In this lecture, Prof. Hanna Rose Shell will argue that camouflage is an adaptive logic of escape from photographic representation. Her talk traces the evolution of camouflage as it developed in counterpoint to technological advances in photography, innovations in warfare, and as-yet-unsolved mysteries of natural history. Today, camouflage is commonly thought of as a textile pattern of interlocking greens and browns. But we shall discover the ways in which it reveals itself to be much more – a set of institutional structures, mixed-media art practices, and permutations of subjectivity that emerged over the course of the twentieth century in environments increasingly mediated by photographic and cinematic intervention. The talk will reveal to the audience three conceptually linked “species” of so-called “photographic camouflage.”
Prof. Hanna Rose Shell is a filmmaker and historian of science and technology, who focuses on the environment, the media, military studies, and material culture. The main body of her work comprises films, multimedia and curatorial work, as well as scholarly articles and books. Through her analysis, she breaks down increasingly untenable divides between production and consumption, art and technology, and invention and reuse. From camouflage netting, old clothes, decomposing vegetable matter, and other artifacts of creative repurposing, she uncovers historical shifts in modern epistemologies of self, nature and representation.

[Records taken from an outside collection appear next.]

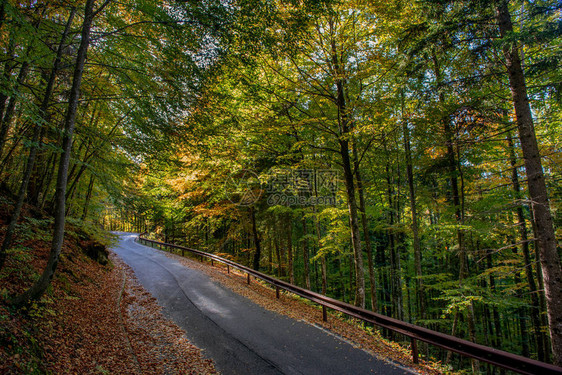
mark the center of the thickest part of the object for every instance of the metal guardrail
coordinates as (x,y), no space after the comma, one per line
(467,348)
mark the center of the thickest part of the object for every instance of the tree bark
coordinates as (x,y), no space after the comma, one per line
(305,255)
(366,235)
(535,305)
(549,258)
(39,287)
(8,237)
(420,293)
(257,244)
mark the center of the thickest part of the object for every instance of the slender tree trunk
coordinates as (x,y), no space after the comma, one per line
(366,235)
(8,237)
(322,257)
(549,258)
(257,244)
(289,226)
(454,168)
(344,131)
(420,293)
(305,254)
(39,287)
(88,197)
(6,121)
(535,306)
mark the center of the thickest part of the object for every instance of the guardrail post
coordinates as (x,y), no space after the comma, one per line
(415,358)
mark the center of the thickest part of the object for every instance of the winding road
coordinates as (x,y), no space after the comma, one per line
(239,335)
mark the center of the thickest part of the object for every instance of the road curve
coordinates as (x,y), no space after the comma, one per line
(240,336)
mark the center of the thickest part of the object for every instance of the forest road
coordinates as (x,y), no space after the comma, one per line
(239,335)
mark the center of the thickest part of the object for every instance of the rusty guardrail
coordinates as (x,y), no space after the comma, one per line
(467,348)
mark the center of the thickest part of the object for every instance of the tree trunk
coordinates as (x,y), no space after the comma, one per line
(257,253)
(289,226)
(88,197)
(39,287)
(549,258)
(366,235)
(344,130)
(8,237)
(420,293)
(305,254)
(6,121)
(535,306)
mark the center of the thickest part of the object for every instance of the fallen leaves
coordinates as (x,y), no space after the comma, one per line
(96,320)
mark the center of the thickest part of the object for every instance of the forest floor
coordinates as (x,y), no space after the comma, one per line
(93,320)
(351,330)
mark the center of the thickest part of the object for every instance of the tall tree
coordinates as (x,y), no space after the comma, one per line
(546,239)
(39,287)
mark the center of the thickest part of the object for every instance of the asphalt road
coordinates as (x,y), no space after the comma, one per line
(240,336)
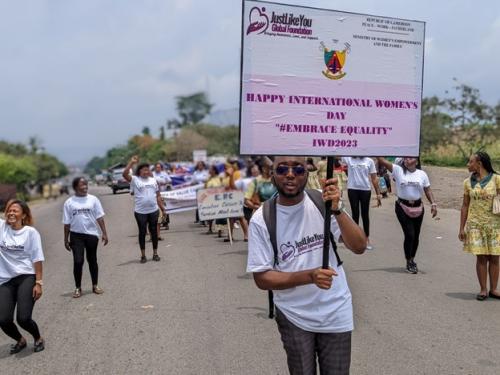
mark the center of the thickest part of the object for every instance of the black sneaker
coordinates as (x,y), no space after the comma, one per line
(414,266)
(411,268)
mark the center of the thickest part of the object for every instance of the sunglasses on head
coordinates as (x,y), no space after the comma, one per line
(298,170)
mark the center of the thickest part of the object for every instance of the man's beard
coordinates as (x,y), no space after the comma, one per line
(300,190)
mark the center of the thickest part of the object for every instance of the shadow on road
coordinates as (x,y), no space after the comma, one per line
(388,269)
(261,314)
(5,352)
(133,261)
(245,276)
(70,294)
(241,252)
(463,296)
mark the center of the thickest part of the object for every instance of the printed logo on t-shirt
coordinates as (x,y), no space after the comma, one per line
(5,247)
(144,186)
(307,244)
(410,183)
(82,211)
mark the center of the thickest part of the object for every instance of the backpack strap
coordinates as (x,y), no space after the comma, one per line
(317,199)
(269,214)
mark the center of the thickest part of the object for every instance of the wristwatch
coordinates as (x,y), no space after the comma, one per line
(339,210)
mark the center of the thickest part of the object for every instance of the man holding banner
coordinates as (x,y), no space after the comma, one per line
(314,307)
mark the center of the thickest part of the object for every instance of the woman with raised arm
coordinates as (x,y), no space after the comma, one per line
(21,258)
(148,204)
(83,219)
(411,184)
(479,227)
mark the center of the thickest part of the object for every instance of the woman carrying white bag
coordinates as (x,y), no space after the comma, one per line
(411,185)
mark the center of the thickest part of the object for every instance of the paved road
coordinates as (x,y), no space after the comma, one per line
(198,312)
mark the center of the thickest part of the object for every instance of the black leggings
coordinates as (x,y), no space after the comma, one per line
(149,221)
(357,198)
(18,291)
(411,229)
(80,244)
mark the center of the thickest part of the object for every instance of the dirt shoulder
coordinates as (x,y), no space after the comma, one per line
(447,185)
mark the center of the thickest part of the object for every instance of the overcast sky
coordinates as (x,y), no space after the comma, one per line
(84,75)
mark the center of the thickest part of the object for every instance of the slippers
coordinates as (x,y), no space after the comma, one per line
(494,296)
(481,297)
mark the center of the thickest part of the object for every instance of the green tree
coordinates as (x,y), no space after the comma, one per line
(193,108)
(17,170)
(146,130)
(435,123)
(474,125)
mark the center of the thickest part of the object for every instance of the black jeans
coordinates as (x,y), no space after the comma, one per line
(411,230)
(80,244)
(149,221)
(18,291)
(361,198)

Her film Blind (2012), about the phenomenology of camouflage, and her site-specific installation Camoufleurs (2008) are examples of her interdisciplinary approaches. The installation and the film, along with the multimedia performances and environmental interactions out of which it emerged, both document, and are themselves experiments in hide-and-seek. They investigate how to be, as how not to be seen, both in nature and on film. She also published the related book Hide and Seek: Camouflage, Photography and the Media of Reconnaissance (MIT Press, 2012).